El país se derrumba, y nosotros, de rumba.
El tipo cojeaba, un poco contrahecho, y se le veía habitualmente en cuanto coctel hubiera: no se perdía un lanzamiento editorial ni las exposiciones de la Gilberto Alzate, a donde iba a hacer lobby, saludando a todo el mundo y prometiéndoles a todos que pronto se editaría por fin su nuevo libro de poemas. También se lo encontraba uno por ahí, sentado en un andén, despeinado y más bien sucio, con el aliento agrio y había que hacerle el quite, porque solía estar borracho o enguayabado, y era difícil sacárselo de encima sin tener que darle plata o gastarle una coca-cola.
El tipo andaba siempre con algún libro bajo el brazo: podía ser Rilke o Mallarme, aunque no le faltaba su Balzac o algún Coleridge por ahí.
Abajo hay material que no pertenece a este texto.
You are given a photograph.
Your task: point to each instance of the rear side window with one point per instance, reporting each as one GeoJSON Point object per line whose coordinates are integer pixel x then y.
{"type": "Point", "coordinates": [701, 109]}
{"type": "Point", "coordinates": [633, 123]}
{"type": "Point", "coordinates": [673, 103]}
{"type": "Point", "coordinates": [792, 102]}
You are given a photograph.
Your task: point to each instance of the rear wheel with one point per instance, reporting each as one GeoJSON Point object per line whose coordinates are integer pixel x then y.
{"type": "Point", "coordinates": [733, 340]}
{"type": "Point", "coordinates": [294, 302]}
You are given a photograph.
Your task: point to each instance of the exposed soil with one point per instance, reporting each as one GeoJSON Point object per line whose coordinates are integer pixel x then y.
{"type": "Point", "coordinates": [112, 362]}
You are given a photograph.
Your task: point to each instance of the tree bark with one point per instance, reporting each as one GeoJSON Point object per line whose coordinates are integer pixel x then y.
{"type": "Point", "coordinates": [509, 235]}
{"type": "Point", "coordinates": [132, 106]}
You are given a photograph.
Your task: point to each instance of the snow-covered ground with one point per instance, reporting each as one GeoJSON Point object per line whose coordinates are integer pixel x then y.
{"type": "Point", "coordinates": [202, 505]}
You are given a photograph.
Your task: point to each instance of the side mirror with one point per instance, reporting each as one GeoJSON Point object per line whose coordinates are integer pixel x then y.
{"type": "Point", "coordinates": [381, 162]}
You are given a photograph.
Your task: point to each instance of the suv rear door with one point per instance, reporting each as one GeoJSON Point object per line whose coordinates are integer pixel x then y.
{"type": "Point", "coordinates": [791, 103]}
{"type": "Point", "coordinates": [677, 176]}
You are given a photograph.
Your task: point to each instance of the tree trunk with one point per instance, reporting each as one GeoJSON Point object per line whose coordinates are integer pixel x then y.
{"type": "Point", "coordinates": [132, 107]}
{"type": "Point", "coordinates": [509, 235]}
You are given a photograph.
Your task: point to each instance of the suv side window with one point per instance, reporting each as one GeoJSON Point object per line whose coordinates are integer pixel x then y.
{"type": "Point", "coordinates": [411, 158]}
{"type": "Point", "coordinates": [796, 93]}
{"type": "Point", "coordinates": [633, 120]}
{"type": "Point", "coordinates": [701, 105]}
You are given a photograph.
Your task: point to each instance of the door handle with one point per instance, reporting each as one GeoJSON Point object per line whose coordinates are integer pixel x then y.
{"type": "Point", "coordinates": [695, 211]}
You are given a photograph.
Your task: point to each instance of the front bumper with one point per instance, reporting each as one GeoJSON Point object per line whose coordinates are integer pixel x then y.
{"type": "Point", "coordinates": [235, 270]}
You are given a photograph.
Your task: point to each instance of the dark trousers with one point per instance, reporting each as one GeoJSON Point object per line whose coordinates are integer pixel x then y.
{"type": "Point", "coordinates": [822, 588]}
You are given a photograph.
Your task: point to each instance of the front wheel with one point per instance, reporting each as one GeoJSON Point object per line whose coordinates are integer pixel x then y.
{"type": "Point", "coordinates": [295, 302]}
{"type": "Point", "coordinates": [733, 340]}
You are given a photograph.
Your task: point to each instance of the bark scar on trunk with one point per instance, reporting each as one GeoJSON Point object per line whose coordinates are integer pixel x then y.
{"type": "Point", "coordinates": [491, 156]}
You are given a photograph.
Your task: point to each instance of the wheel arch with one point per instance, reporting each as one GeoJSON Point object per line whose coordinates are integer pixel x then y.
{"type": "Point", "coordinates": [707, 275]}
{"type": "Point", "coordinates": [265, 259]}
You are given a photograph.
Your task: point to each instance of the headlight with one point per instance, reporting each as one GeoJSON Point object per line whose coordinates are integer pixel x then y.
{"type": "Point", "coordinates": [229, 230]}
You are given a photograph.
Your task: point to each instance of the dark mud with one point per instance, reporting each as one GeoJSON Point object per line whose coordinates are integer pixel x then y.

Uno siempre se preguntaba qué era ese hombre, cómo se llamaba y si era un indigente. Sin embargo, sus constantes promesas de poesía en eventos sociales de la más rancia cachaquería lo dejaban a uno con la duda.
El tipo, según parece, es un poeta. Uno de esos que viven rodeados de meseros y mendigos; una figura rara que opone a su andar chueco y a la mugre pegada a su chaqueta de paño un ramillete de sonetos y cosas de esas que los poetas escriben.
Alguna vez vi que, en el periódico, alguien había escrito sobre él, en términos similares a los que hoy lo hago yo.
Pero no estoy aquí para hablar de ese tipo que se la pasa entre copas, libros y andenes. Aunque me intriga esa especie de despropósito que debe ser su vida, dejada a la mano de Dios y a la oferta cultural de una ciudad en la que cada vez es más difícil emborracharse gratis.